One of the most important steps you can take toward making your first movie is making friends. And I don’t mean pretending to make friends in order to get something out of the relationship. I mean go out and meet people, find ways to help them, figure out what you can offer them, and develop some genuine relationships. When it comes time to make your first movie, you will need everyone you can get. But the cool thing is, if you’re a good friend, most if not all of these folks will be more than happy to contribute to your dream.
When I began to share with my friends my desire to make a feature they rallied behind me in so many ways. You may be thinking, “That’s easy when you have a bunch of filmmaker friends.” But here’s the thing, over half the people who helped me pull it off don’t have anything to do with media professionally. They’re just good friends who thought of creative ways to serve another friend. Once you’ve made friends, it’s your job to ask them for help and help them understand the best way they can help. Just like building that tree fort involves no actual architects or construction workers, making your first movie will probably not include high level professional cast and crew in each position and role. So you will need to think about your friends’ skill sets and talents and identify the most advantageous role for them to play.
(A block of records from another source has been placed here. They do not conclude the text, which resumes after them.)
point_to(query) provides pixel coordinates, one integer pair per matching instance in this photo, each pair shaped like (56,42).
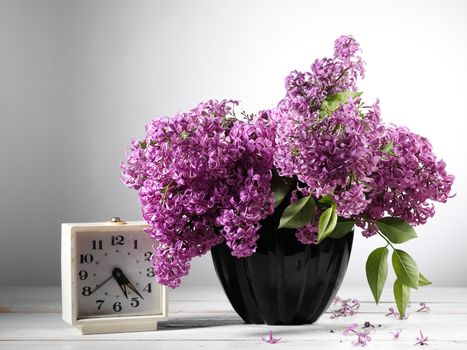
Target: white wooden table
(202,318)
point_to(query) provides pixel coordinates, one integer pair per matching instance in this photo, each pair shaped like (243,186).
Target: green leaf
(405,268)
(396,230)
(327,200)
(377,271)
(402,296)
(332,102)
(423,281)
(280,186)
(389,148)
(343,226)
(299,213)
(327,223)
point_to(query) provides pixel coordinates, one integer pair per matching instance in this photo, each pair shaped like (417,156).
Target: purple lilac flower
(202,178)
(393,312)
(270,339)
(343,154)
(424,308)
(421,340)
(363,336)
(396,333)
(348,307)
(405,183)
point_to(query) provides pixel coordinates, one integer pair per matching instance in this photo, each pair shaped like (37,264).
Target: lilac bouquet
(211,175)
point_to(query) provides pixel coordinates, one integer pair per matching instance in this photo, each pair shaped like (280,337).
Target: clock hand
(101,284)
(123,282)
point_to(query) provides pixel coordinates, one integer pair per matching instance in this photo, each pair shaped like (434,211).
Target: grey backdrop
(79,78)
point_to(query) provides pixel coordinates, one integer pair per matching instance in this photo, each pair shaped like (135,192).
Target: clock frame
(69,269)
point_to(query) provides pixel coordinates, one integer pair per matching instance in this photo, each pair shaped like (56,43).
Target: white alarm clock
(108,282)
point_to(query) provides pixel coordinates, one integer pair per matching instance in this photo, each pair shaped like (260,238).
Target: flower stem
(387,240)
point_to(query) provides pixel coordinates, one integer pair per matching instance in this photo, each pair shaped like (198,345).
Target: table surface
(202,318)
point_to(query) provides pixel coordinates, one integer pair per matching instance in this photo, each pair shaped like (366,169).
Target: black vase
(284,282)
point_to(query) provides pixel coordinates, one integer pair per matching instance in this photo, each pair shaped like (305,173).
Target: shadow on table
(200,322)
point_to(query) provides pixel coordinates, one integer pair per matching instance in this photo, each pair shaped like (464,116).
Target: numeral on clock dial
(118,240)
(86,258)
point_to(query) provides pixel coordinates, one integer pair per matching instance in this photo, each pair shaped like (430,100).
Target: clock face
(114,275)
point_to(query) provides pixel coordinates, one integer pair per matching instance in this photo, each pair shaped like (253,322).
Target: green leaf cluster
(299,213)
(280,186)
(394,231)
(332,102)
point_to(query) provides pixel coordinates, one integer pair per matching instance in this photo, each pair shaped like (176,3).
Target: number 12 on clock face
(108,281)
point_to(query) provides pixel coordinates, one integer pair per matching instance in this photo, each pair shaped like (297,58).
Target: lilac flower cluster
(348,307)
(202,178)
(363,334)
(369,168)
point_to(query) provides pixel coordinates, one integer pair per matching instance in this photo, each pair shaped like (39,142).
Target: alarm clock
(108,282)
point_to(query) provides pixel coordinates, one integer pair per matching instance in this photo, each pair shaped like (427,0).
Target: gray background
(78,79)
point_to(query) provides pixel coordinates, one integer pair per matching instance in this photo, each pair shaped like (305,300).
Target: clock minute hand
(123,282)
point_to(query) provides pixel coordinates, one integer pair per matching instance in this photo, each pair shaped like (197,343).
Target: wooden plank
(214,301)
(218,345)
(50,327)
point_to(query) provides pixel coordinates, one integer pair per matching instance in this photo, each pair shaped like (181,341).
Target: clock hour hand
(124,283)
(101,284)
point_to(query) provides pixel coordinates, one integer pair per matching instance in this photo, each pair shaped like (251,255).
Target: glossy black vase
(285,282)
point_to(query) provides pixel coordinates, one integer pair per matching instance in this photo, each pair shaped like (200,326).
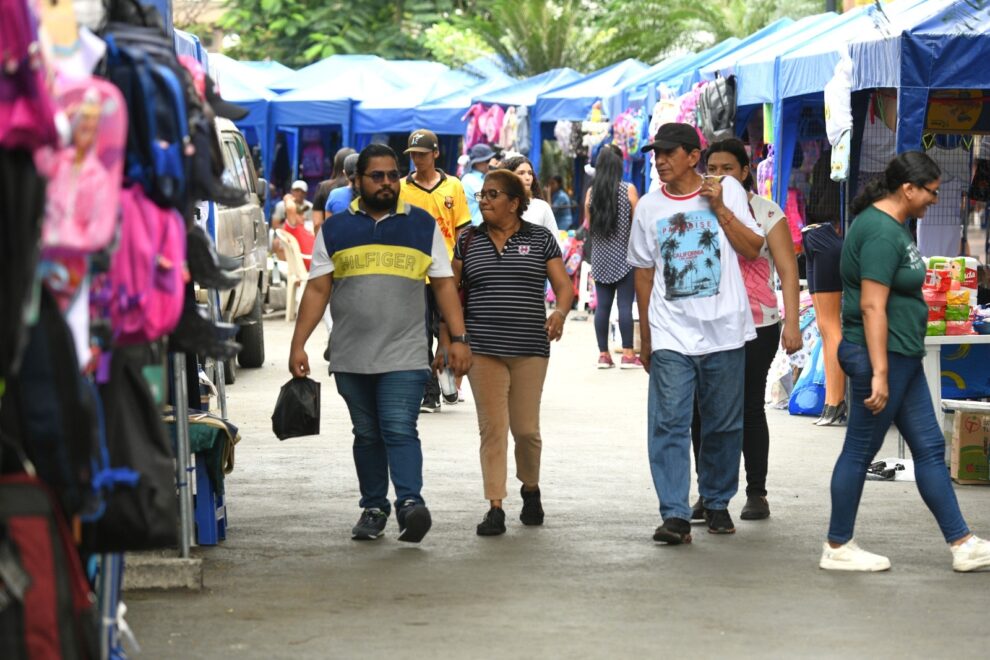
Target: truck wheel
(252,340)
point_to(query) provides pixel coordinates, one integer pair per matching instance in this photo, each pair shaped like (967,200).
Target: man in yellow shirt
(442,197)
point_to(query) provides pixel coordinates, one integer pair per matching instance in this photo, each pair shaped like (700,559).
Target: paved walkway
(289,582)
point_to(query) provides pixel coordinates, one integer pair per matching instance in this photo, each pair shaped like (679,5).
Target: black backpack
(49,410)
(717,109)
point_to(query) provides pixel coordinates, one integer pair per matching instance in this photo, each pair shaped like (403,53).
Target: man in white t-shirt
(694,322)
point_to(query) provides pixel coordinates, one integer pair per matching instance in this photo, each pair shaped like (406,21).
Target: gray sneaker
(370,526)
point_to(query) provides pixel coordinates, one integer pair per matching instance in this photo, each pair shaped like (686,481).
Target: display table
(933,362)
(933,373)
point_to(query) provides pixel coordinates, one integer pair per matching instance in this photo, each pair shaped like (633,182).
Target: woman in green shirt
(883,342)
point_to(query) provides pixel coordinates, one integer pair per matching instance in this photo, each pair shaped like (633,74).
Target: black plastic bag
(297,411)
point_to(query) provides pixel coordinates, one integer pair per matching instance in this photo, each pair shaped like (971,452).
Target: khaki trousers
(507,393)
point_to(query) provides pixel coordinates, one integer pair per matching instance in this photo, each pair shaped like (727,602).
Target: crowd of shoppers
(701,256)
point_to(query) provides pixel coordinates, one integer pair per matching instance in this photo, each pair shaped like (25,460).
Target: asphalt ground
(290,583)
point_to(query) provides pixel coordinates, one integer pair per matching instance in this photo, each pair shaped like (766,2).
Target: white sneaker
(850,557)
(972,555)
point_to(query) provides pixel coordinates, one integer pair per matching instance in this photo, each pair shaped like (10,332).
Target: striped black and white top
(505,311)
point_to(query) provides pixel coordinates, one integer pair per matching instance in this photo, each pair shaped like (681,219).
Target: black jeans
(605,294)
(756,434)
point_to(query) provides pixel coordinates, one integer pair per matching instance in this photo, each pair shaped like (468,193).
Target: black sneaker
(756,508)
(414,521)
(673,531)
(430,404)
(698,510)
(719,521)
(370,526)
(493,524)
(532,513)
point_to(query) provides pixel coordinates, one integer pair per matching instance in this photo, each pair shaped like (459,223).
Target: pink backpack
(146,272)
(27,113)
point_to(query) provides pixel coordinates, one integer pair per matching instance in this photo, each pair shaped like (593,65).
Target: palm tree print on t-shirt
(690,246)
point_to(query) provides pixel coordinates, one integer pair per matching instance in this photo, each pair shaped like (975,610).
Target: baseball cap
(673,135)
(423,141)
(479,153)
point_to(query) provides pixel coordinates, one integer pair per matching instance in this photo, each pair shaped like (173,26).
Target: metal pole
(219,367)
(183,468)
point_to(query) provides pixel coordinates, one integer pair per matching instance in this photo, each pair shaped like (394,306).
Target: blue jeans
(384,409)
(910,408)
(717,378)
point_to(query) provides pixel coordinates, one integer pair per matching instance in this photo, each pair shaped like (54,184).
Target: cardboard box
(968,456)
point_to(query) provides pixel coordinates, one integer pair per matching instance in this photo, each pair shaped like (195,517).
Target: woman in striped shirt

Keep in mind, as you move forward with your project, it’s your responsibility to remain a friend. I point this out because it will be quite easy for you to develop tunnel vision with the project and begin to neglect the very relationships that are making that project happen. Surrender to the reality that the people and the process involved in making the film are at least as, and I would argue, more important, than the film itself. If you truly embrace this approach, you will find yourself with a ragtag team of enthusiastic amateur carpenters ready to follow you into the forest of filmmaking.